Questo fenomeno è motivato dall’orientamento geografico
dell’edificio, che espone il fronte principale a Nord, fattore questo, che
favorisce gli effetti negativi che il vento ha sul materiale lapideo poroso, e
dai fenomeni di risalita capillare di umidità, accentuati dalla presenza sottostante
di cunicoli, cisterne e canali di raccolta di acque reflue, che oltretutto
favoriscono il prolificare di microrganismi di origine biologica, aggressivi e
deterioranti per il tufo.
Per la concomitanza di questi fattori e quindi in seguito all’evaporazione
capillare di umidità per effetto del vento, il tufo calcarenitico di facciata è
sottoposto a formazioni di efflorescenze e criptoefflorescenze, mediante la
formazione di cristalli di sali solubili nell’acqua, rispettivamente in
superficie o all’interno dei pori costituenti l’assetto microstrutturale della
pietra, che si presta a quest’aggressione, perché forse originariamente
bioturbata e costituita da strati di diversa porosità. Come però si è già accennato non si osservano solo tufi
alveolizzati, ma anche numerosi tufi
cariati, che sono determinati, oltre che dai fattori fisici e genetici appena
menzionati, anche dalla variabilità della direzione e dell’intensità del vento.
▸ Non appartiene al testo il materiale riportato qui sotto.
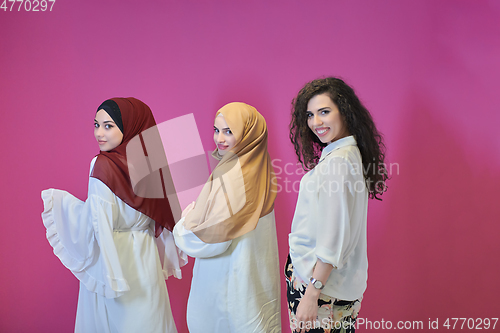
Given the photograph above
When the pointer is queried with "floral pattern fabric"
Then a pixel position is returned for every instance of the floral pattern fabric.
(334, 315)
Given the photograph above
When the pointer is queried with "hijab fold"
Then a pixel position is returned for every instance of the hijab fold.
(112, 167)
(242, 187)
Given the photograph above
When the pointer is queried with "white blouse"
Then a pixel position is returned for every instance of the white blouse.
(330, 221)
(236, 284)
(110, 247)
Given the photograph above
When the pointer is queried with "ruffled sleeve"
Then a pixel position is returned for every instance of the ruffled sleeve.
(171, 257)
(81, 234)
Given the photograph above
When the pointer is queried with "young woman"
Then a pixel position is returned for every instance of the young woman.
(335, 139)
(108, 240)
(231, 232)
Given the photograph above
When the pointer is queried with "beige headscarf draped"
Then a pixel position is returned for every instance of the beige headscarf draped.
(242, 187)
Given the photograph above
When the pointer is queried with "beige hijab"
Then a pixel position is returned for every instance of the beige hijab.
(242, 187)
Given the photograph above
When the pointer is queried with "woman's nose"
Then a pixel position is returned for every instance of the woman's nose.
(98, 132)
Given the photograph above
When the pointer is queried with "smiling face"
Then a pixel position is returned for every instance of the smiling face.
(107, 134)
(325, 120)
(223, 137)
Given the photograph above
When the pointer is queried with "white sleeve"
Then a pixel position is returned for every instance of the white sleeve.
(171, 257)
(81, 234)
(188, 242)
(332, 215)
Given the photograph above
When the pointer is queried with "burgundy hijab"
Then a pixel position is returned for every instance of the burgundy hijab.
(112, 167)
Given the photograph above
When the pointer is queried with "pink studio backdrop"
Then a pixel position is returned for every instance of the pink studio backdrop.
(428, 71)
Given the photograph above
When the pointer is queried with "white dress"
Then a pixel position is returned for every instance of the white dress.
(236, 284)
(110, 247)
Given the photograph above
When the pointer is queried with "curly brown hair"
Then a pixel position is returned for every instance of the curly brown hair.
(359, 123)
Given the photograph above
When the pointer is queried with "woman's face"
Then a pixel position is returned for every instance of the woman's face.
(223, 137)
(107, 134)
(324, 119)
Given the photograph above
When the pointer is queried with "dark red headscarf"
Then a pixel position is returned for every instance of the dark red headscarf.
(112, 167)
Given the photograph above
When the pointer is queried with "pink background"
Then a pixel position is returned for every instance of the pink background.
(427, 70)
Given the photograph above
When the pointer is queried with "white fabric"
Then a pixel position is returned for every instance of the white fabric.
(330, 221)
(110, 248)
(235, 286)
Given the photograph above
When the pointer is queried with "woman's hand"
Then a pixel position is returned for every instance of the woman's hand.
(189, 208)
(307, 311)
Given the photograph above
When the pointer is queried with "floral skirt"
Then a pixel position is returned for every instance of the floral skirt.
(334, 315)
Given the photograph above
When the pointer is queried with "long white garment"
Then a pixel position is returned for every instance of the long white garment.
(330, 219)
(110, 247)
(236, 284)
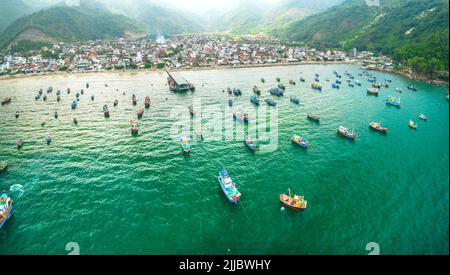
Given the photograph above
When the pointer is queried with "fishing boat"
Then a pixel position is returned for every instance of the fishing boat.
(3, 165)
(313, 117)
(300, 141)
(423, 117)
(270, 102)
(296, 202)
(413, 125)
(378, 127)
(6, 207)
(140, 113)
(106, 110)
(250, 144)
(228, 187)
(276, 91)
(412, 87)
(254, 100)
(390, 100)
(49, 139)
(316, 86)
(134, 127)
(346, 133)
(147, 102)
(19, 143)
(295, 100)
(256, 90)
(185, 146)
(373, 91)
(243, 117)
(6, 100)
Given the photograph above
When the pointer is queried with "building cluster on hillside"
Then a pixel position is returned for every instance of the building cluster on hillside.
(176, 52)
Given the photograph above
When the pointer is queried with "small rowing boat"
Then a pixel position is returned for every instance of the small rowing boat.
(378, 127)
(3, 165)
(390, 100)
(254, 100)
(295, 203)
(413, 125)
(313, 117)
(423, 117)
(270, 102)
(373, 91)
(185, 146)
(249, 143)
(295, 100)
(228, 187)
(300, 141)
(346, 133)
(6, 207)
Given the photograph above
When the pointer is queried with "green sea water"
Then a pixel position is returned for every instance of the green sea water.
(113, 193)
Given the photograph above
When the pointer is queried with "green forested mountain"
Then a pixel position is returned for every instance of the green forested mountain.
(69, 24)
(10, 10)
(414, 32)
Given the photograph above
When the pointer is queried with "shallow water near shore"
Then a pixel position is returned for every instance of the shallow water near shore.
(110, 192)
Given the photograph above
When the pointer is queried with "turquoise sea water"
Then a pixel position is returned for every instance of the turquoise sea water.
(113, 193)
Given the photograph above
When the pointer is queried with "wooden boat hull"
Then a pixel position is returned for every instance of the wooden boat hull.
(286, 201)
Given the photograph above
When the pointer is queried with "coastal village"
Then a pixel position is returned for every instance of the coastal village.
(183, 52)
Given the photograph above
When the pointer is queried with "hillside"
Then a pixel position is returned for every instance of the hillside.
(10, 10)
(414, 32)
(70, 24)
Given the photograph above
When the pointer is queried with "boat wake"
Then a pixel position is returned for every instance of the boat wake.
(17, 188)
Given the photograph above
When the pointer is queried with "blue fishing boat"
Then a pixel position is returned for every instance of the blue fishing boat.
(335, 86)
(270, 102)
(254, 100)
(276, 91)
(228, 187)
(6, 207)
(250, 144)
(390, 100)
(295, 100)
(300, 141)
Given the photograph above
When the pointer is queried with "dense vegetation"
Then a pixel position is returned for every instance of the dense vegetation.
(71, 24)
(10, 10)
(413, 32)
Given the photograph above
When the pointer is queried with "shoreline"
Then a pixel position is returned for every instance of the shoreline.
(406, 74)
(194, 69)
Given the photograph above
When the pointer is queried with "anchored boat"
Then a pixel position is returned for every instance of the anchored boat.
(6, 207)
(296, 202)
(228, 187)
(249, 143)
(346, 133)
(378, 127)
(300, 141)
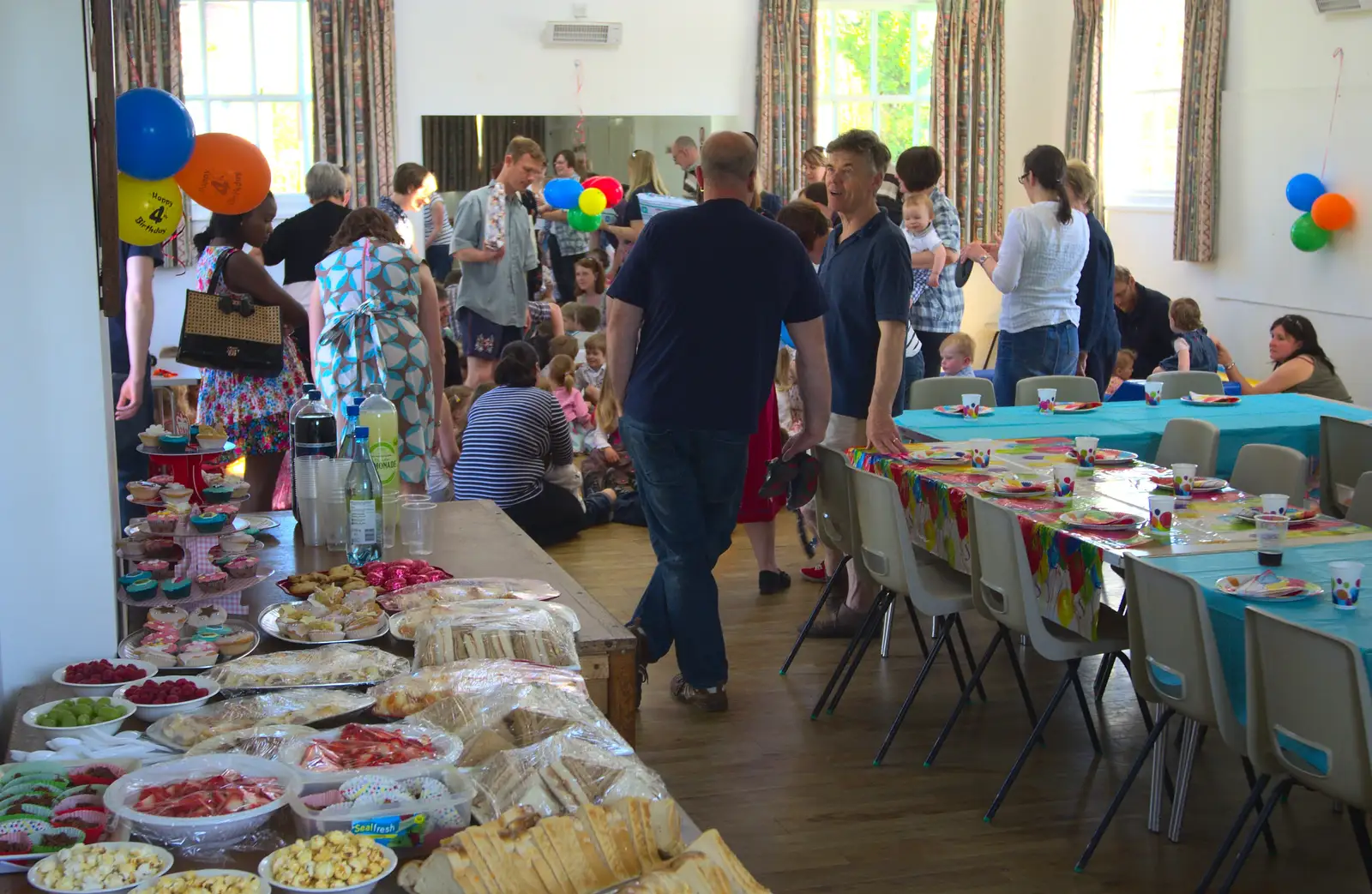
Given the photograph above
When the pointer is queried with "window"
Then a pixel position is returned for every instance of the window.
(246, 70)
(1142, 93)
(873, 69)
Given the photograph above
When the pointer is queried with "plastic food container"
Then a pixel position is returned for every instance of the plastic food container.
(416, 825)
(212, 830)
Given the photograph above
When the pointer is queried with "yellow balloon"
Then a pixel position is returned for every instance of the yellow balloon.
(592, 201)
(148, 210)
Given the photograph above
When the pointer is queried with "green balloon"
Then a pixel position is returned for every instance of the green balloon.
(1307, 236)
(582, 222)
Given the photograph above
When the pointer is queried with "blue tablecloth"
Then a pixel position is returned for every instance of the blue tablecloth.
(1290, 420)
(1310, 562)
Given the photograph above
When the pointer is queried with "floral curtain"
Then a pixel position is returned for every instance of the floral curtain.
(966, 111)
(1084, 87)
(353, 44)
(1198, 130)
(147, 52)
(785, 91)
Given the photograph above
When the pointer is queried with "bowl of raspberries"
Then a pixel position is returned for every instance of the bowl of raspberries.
(102, 676)
(168, 695)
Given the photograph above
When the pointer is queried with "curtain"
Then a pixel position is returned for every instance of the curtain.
(452, 151)
(497, 133)
(785, 92)
(353, 45)
(1084, 87)
(1198, 130)
(966, 111)
(147, 52)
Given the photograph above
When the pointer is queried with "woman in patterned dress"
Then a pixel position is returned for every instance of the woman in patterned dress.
(374, 318)
(251, 409)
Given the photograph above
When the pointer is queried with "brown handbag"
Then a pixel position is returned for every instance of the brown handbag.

Questo fenomeno dell’alveolizzazione, infatti, viene
accentuato quando il vento, nelle cavità già formate, crea dei piccoli
mulinelli, provocando un effetto di abrasione meccanica operato dalle
particelle sospese nell’aria o trovate sul posto, che alterano quindi preferenzialmente le cavità già costituite. Questo degrado è principalmente evidente sui tufi che
costituiscono il portale, le cornici
delle finestre del piano terra e su qualche tufo costituente la tessitura
strutturale dei primi tre metri di facciata. Il resto del prospetto invece evidenzia un degrado
biologico, mediante la presenza di tufi aggrediti dallo sviluppo di colonie di
alghe, a cui si sovrappone lo sviluppo di licheni di varia colorazione, che insieme conferiscono al
materiale annerimenti diffusi.
Questa diagnosi, che vede la causa degli annerimenti dei piani superiori nei
fenomeni microbilogici e non nella formazione di croste nere da condensazione,
è avvalorata dal fatto che le stesse croste nere possono formarsi solo su zone
protette dalla pioggia, e queste superfici invece non lo sono, e che il colore
nero bruniccio da esse generato anche in conseguenza della deposizione dei fumi
è ben distinguibile da quello nero bluastro delle alghe. Le stesse poi si
impiantano di preferenza su superfici esposte alla pioggia, e per la loro
natura genetica sono costituite da una superficie collosa che permette loro di
catturare materiale particellato volante (polveri, fumi, e pollini) e
concentrarlo sulla superficie muraria che appare scura, mentre all’interno la
stessa pietra assume il colore verdognolo delle alghe. I restanti prospetti non evidenziano variazioni
tipologiche di degrado e su di essi lo stesso appare molto meno accentuato, con
eccezione solo per il prospetto ovest aggettante nel giardino incolto, su cui
si rileva più presente il medesimo degrado biologico dei tufi dei piani
superiori della facciata principale e qualche traccia di cemento relativa a
interventi di emergenza di varia origine e piuttosto recenti.